I went ahead and put together a walkthrough of the functionality in action as well as my thoughts on the capability here:


----------



## Frully (Aug 30, 2018)

I can't watch the vid while at work - the only thing I want is the files to be annotated with what caused the recording - motion/sentry, honk, screen button press, airbag, etc...would make it much faster to sort through the swaths of videos when I'm looking for something specific.


----------



## MelindaV (Apr 2, 2016)

Frully said:


> I can't watch the vid while at work - the only thing I want is the files to be annotated with what caused the recording - motion/sentry, honk, screen button press, airbag, etc...would make it much faster to sort through the swaths of videos when I'm looking for something specific.


manually saved files already are separate from Sentry (and how often does your airbag go off?!)


----------



## Bokonon (Apr 13, 2017)

Great idea, but... enabling this feature in Massachusetts will only have the effect of moving all of your Recent Clips to Saved Clips.


----------



## JWardell (May 9, 2016)

Bokonon said:


> Great idea, but... enabling this feature in Massachusetts will only have the effect of moving all of your Recent Clips to Saved Clips.


Especially if my wife is driving


----------



## Frully (Aug 30, 2018)

MelindaV said:


> manually saved files already are separate from Sentry (and how often does your airbag go off?!)


Another folder yes, but it saves more files before and after the actual button press. eventxxx button 1 of 5 wouldn't be hard to attach to the end of the filename.


----------



## Klaus-rf (Mar 6, 2019)

Only five seconds?
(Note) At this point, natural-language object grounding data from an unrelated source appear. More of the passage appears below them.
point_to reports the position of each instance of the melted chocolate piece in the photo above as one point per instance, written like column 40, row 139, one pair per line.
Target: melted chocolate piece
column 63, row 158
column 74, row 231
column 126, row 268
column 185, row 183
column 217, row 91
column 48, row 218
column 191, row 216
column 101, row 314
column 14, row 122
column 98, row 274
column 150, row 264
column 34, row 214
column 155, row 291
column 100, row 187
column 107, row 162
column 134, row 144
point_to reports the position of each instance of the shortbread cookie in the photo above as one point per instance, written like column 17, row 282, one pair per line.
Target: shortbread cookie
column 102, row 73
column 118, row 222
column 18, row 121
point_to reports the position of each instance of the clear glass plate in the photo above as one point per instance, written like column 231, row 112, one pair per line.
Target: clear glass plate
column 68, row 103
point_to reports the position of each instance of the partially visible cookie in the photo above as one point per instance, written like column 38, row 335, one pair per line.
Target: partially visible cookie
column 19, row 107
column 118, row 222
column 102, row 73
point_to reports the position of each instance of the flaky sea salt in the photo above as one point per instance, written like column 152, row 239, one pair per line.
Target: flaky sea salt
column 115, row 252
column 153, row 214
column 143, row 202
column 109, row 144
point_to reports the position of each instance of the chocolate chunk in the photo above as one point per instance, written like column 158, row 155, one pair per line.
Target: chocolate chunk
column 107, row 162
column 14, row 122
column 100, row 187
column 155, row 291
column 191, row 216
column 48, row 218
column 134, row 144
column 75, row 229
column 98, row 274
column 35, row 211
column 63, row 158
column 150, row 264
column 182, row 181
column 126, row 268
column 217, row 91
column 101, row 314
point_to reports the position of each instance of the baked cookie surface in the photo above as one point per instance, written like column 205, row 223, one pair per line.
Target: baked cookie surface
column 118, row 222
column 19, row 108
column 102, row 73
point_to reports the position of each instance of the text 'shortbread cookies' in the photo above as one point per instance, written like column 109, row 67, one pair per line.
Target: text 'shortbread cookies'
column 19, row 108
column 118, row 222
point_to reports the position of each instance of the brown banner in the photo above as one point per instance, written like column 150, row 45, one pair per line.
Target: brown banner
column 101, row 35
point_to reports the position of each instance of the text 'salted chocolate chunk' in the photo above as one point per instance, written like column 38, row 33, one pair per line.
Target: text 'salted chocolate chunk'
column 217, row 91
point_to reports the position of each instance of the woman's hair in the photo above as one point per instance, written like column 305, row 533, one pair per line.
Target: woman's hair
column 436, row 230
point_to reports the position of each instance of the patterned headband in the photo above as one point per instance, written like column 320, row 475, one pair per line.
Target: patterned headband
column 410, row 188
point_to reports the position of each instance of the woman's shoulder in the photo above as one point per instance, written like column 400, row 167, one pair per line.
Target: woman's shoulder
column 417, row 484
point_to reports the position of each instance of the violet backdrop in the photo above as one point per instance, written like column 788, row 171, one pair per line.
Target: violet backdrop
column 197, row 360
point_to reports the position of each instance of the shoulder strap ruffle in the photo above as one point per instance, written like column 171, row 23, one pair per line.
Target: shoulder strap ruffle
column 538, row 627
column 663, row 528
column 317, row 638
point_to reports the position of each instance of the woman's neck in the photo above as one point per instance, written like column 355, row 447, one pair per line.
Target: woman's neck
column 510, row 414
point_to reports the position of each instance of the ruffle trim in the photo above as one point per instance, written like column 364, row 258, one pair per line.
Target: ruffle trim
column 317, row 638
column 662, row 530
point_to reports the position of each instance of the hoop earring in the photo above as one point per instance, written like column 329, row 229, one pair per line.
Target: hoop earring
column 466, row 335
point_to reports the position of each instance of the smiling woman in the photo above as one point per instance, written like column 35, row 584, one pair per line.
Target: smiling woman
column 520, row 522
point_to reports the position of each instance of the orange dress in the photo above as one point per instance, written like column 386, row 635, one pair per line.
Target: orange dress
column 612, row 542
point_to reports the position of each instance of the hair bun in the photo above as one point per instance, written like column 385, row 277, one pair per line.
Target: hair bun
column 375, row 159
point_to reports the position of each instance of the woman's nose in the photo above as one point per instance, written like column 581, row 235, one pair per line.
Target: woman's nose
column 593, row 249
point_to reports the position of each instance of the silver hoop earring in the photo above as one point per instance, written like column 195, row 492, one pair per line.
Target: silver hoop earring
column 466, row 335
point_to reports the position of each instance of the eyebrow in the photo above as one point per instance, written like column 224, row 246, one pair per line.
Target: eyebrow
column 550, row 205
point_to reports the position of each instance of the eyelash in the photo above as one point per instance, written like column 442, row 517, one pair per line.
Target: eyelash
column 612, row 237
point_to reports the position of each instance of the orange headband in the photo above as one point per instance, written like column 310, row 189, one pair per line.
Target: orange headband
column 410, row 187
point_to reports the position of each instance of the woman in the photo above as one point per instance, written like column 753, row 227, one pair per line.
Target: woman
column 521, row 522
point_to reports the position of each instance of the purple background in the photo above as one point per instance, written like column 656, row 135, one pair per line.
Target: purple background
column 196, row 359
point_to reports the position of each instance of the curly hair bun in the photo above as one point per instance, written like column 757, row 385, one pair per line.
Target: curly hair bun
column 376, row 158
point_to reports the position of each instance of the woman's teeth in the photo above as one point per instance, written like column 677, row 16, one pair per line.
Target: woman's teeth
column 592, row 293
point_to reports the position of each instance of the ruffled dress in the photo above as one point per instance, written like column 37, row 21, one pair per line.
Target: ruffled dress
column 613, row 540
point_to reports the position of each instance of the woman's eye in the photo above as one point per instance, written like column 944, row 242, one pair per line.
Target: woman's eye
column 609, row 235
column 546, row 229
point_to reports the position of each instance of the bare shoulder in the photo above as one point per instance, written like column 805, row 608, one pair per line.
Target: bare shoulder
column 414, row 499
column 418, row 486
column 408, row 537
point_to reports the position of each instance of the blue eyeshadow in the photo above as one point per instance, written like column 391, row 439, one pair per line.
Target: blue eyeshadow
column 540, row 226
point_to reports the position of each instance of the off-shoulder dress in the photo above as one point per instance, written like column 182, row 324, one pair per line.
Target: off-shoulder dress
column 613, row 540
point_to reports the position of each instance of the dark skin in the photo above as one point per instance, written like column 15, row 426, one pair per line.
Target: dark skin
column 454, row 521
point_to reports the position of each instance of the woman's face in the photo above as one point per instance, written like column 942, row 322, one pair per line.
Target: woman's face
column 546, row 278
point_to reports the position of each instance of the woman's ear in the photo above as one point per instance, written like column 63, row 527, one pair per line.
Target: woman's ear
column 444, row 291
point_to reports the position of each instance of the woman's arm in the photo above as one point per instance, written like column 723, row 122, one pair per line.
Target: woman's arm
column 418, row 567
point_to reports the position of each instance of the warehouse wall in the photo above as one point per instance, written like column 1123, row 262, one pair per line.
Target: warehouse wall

How about 1+ minutes before and several minutes after? You know, the important stuff to have as "evidence"?

And it would be nice to have a date/time stamp. And GPS location. Otherwise they're all just random video clips from anywhere at anytime.


----------



## SoFlaModel3 (Apr 15, 2017)

Klaus-rf said:


> Only five seconds? How about 1+ minutes before and several minutes after? You know, the important stuff to have as "evidence"?
> 
> And it would be nice to have a date/time stamp. And GPS location. Otherwise they're all just random video clips from anywhere at anytime.


The before part remains the same (10 minutes), but it's the after part that is weak at 5 seconds. Of course if events continue to occur you could always manually trigger a save again as well.


----------